Oscar Watch: Call Me By Your Name
Views 66 | Time to read: 4 minutes | Uploaded: 2 - 13 - 2018 | By: Olivia Stowell
“Somewhere in Northern Italy.” So begins Luca Guadagnino’s lush LGBTQ+ coming-of-age romance Call Me By Your Name. Set in 1983, the film charts the sexual awakening of Elio Perlman (Timothée Chalamet), an introverted, intellectual 17-year-old summering in Italy with his parents (Michael Stuhlbarg and Amira Casar) and Oliver (Armie Hammer), a laid-back American graduate student studying archaeology with Elio’s father. Deeply sensual and sensitive, Call Me By Your Name is an emotional and aesthetic triumph, brimming with nuanced performances, luxuriant visuals, and an atmospheric soundtrack, score, and sound design.
Chalamet’s performance is a revelation, capturing Elio in all of his mature intelligence and adolescent awkwardness. Oscillating effortlessly between French, English, and Italian, Chalamet (who became the youngest Best Actor nominee since 1940 for his performance in the film) portrays Elio with such verisimilitude and empathy that it will be hard for any audience member not to relate to him and all of the ups and downs that come with being in love for the first time.
For his part, Hammer matches Chalamet well as Elio’s love interest, Oliver, fleshing out a character that could easily have become a cipher.

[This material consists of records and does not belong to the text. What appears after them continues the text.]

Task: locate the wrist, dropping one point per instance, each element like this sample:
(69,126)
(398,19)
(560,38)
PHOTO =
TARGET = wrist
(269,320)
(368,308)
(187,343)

Hammer plays Oliver with a kind of all-American joie de vivre and ebullience, and he and Chalamet build up such a palpable chemistry that the film crackles with livewire energy in every scene they share. The supporting cast rounds out the film well, particularly Esther Garrel with a tender performance as Elio’s friend/lover Marzia and Stuhlbarg as Dr. Perlman, delivering one of the most stunning monologues of year towards the film’s end.
In many ways, Call Me By Your Name defies conventions of narrative and editing. There is no clear antagonist (other than the passage of time), and Guadagnino sometimes seems to cut away from conversations and scenes before they end. The film’s pace is slow and relaxed without being lethargic, and the dialogue often relies on subtext and implication. There’s a sense of lived life in the film’s editing and screenwriting; it’s full of conversations that are about everything and nothing, miscommunications and misunderstandings, music, and moments that end too quickly or last unbearably long. Visually, Call Me By Your Name is stunning, with nearly every frame looking like a painting, and repeating images--from ancient Greek statues to soft-boiled eggs to sheet music to peaches--give the film a sense of poetic rhythm.

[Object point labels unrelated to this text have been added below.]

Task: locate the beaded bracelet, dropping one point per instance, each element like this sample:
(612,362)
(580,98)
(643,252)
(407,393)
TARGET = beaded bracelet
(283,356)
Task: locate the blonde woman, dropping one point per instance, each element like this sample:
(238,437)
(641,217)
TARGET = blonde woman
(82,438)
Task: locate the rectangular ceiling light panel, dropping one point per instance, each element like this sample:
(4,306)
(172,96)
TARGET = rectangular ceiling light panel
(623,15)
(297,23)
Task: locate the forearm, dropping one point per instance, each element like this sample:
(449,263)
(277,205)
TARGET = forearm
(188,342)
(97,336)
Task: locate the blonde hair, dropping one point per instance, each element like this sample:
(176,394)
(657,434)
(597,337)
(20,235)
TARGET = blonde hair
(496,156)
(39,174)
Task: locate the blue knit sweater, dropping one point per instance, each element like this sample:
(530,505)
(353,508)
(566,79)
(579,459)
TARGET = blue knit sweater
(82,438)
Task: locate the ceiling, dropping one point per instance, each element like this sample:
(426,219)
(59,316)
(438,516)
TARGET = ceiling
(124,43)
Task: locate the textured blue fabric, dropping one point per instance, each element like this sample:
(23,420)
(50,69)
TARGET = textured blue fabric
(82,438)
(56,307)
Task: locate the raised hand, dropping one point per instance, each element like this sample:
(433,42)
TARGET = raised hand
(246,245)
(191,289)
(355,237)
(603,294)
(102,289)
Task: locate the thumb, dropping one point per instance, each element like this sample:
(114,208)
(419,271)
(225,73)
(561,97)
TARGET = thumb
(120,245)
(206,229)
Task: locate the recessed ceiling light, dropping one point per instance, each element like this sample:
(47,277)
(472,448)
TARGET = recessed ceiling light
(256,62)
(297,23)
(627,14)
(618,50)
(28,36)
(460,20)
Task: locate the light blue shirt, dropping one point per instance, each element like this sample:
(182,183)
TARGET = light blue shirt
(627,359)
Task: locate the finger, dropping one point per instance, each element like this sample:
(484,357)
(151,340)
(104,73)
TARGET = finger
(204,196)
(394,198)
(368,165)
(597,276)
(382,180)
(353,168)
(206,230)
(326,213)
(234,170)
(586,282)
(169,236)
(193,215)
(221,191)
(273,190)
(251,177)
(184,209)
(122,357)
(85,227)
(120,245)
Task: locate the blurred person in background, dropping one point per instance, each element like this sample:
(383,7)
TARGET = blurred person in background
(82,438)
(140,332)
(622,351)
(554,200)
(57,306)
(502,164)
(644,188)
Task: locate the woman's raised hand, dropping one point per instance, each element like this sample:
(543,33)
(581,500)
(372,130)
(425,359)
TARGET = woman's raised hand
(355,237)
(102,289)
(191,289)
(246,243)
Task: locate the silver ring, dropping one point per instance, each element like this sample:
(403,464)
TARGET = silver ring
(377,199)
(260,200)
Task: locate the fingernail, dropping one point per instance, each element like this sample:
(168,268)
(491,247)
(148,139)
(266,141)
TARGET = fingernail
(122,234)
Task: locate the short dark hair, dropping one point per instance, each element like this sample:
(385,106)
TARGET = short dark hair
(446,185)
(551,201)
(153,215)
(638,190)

This rhythm echoes into the sound design. Classical music scores most of the film, with the exception of two original songs by singer-songwriter Sufjan Stevens, and the sound editing emphasizes every small sound, creating a world full of sonic texture. Stevens’s dreamy and melancholy songs perfectly punctuate some of the film’s most emotional moments, and it’s no wonder that his “Mystery of Love” has scooped up an Oscar nomination for Best Original Song.

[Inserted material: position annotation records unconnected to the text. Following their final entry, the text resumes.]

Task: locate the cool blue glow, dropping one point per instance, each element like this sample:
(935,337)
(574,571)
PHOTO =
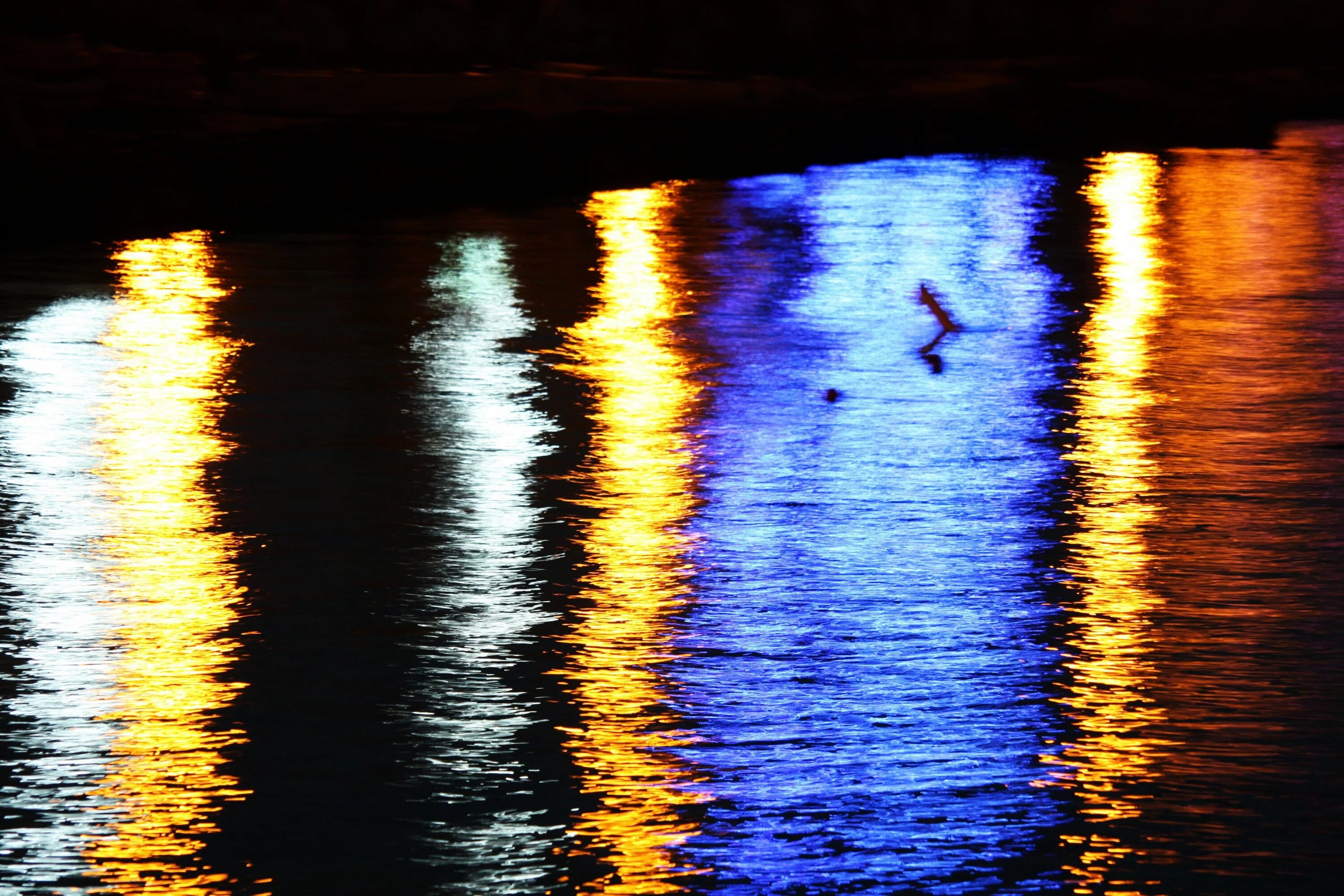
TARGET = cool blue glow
(865,668)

Some concern has arisen around the age gap between Elio and Oliver in the film, something exacerbated by the fact that Hammer is 31 while his character is supposed to be 24. Although the age gap between the central pairing certainly merits an examination and discussion, their relationship is very clearly presented as both consensual and mutual, and this fact, along with the cultural complexity of different understandings of adolescence/adulthood in another country and time period, allay some of the concerns.
Though some viewers may find the film overlong or too slow-moving, Call Me By Your Name’s complexity and care with which it treats its characters and subject matter make for a film worth seeing and worth thinking and talking about. It truly steals the viewers away to “somewhere in Northern Italy” in a poignant and beautiful exploration of coming-of-age, first love, and self-discovery.